Black Widow quasi sicuramente rinviato, mentre Soul potrebbe direttamente finire su Disney+: quale destino avranno i due film?

Dopo la conferma del rinvio di Wonder Woman 1984 al 14 gennaio 2021 (notizia diffusa da Warner Bros. Italia mediante formale comunicato stampa), è il portale Variety ad anticipare il destino di un altro atteso cinecomic.

Come riportato nel sito del sito d’intrattenimento americano più famoso al mondo, è ormai sicuro che la data di uscita di Black Widow subirà l’ennesima modifica. Previsto ad aprile 2020 e successivamente rimandato al 6 novembre, il film Marvel che inaugurerà la Fase 4 del Marvel Cinematic Universe molto probabilmente non uscirà in autunno. Disney rende noto che non è ancora stata decisa la nuova data.

Questo spostamento getta nello sconforto più totale gli esercenti di tutto il mondo, privati di un’altra pellicola importante in un periodo particolarmente delicato. Di fatto, in autunno, potranno contare solo su No Time to Die, per il momento confermato a novembre 2020.

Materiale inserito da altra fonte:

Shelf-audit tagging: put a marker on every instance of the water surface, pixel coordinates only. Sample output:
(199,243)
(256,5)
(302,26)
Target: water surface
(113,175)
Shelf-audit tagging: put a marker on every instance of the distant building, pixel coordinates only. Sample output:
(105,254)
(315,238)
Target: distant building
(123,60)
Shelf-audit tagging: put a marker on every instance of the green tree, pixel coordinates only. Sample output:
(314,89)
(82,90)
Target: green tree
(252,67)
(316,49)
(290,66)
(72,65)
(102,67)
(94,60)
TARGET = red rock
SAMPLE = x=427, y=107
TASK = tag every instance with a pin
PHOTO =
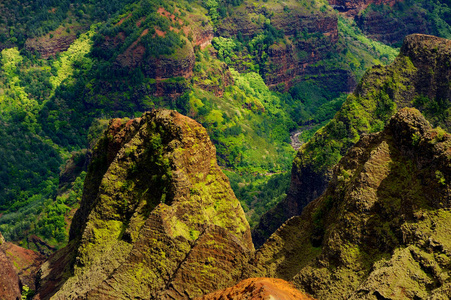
x=259, y=289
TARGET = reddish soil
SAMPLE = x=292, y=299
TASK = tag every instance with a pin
x=259, y=289
x=26, y=262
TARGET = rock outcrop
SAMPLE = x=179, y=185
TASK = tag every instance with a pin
x=26, y=263
x=419, y=77
x=259, y=289
x=18, y=267
x=9, y=281
x=380, y=231
x=353, y=7
x=158, y=219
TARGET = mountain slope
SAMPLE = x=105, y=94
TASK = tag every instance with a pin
x=158, y=218
x=419, y=77
x=380, y=229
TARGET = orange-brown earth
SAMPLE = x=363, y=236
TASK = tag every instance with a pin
x=259, y=289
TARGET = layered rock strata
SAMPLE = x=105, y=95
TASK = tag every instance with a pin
x=158, y=219
x=380, y=231
x=419, y=77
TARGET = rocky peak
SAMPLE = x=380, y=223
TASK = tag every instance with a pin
x=380, y=229
x=353, y=7
x=158, y=218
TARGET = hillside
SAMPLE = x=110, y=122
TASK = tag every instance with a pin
x=157, y=220
x=86, y=62
x=380, y=230
x=243, y=69
x=418, y=77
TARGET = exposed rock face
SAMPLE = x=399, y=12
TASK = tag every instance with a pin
x=380, y=231
x=353, y=7
x=390, y=28
x=9, y=281
x=18, y=267
x=259, y=289
x=26, y=263
x=289, y=61
x=50, y=47
x=158, y=218
x=419, y=77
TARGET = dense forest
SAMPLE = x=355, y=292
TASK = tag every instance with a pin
x=122, y=58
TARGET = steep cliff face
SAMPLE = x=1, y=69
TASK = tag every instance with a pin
x=380, y=229
x=9, y=281
x=391, y=23
x=158, y=218
x=353, y=7
x=310, y=34
x=419, y=77
x=259, y=289
x=18, y=267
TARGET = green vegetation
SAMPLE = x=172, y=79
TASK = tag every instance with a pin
x=432, y=17
x=119, y=68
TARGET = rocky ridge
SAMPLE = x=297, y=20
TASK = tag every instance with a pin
x=380, y=229
x=158, y=218
x=259, y=289
x=418, y=77
x=18, y=268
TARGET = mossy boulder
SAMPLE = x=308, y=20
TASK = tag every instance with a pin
x=380, y=229
x=158, y=219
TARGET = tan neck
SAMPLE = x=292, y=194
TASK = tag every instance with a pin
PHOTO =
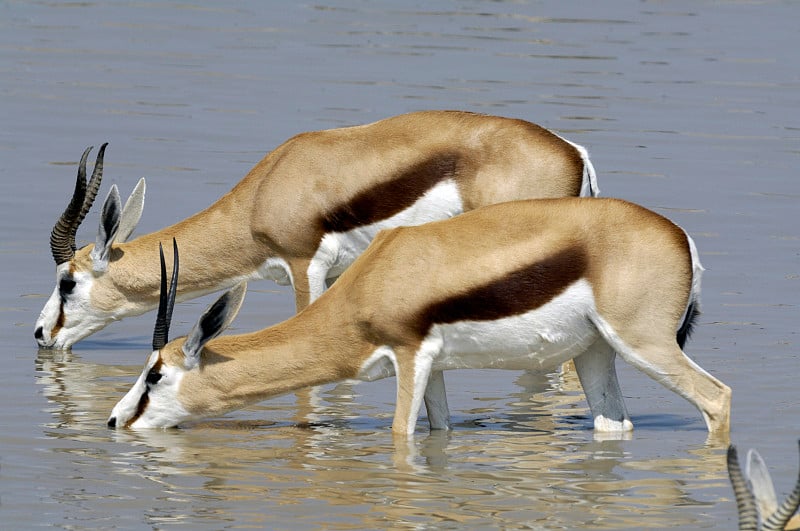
x=306, y=350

Black Widow non è l’unico film di casa Disney (nello specifico Marvel) a subire variazioni: sempre secondo Variety, Soul, il nuovo lavoro di Pete Docter targato Pixar, potrebbe direttamente saltare la distribuzione cinematografica e finire su Disney+. Un destino simile a quello del live-action Mulan, che addolora non solo gli addetti ai lavori, ma soprattutto i fan del regista, che da anni crea meraviglie destinate al grande schermo. Una notizia, questa, che definiamo quasi luttuosa poiché non è chiaro se Soul sarà disponibile subito per gli abbonati Disney+, e gratuitamente, oppure se sarà visibile solo dopo un ACCESSO PREMIUM, come Mulan.

A causa della pandemia, lo ricordiamo, la Disney ha trasferito numerosi film direttamente sulla sua piattaforma streaming, tra cui Hamilton, Artemis Fowl e L’unico e insuperabile Ivan.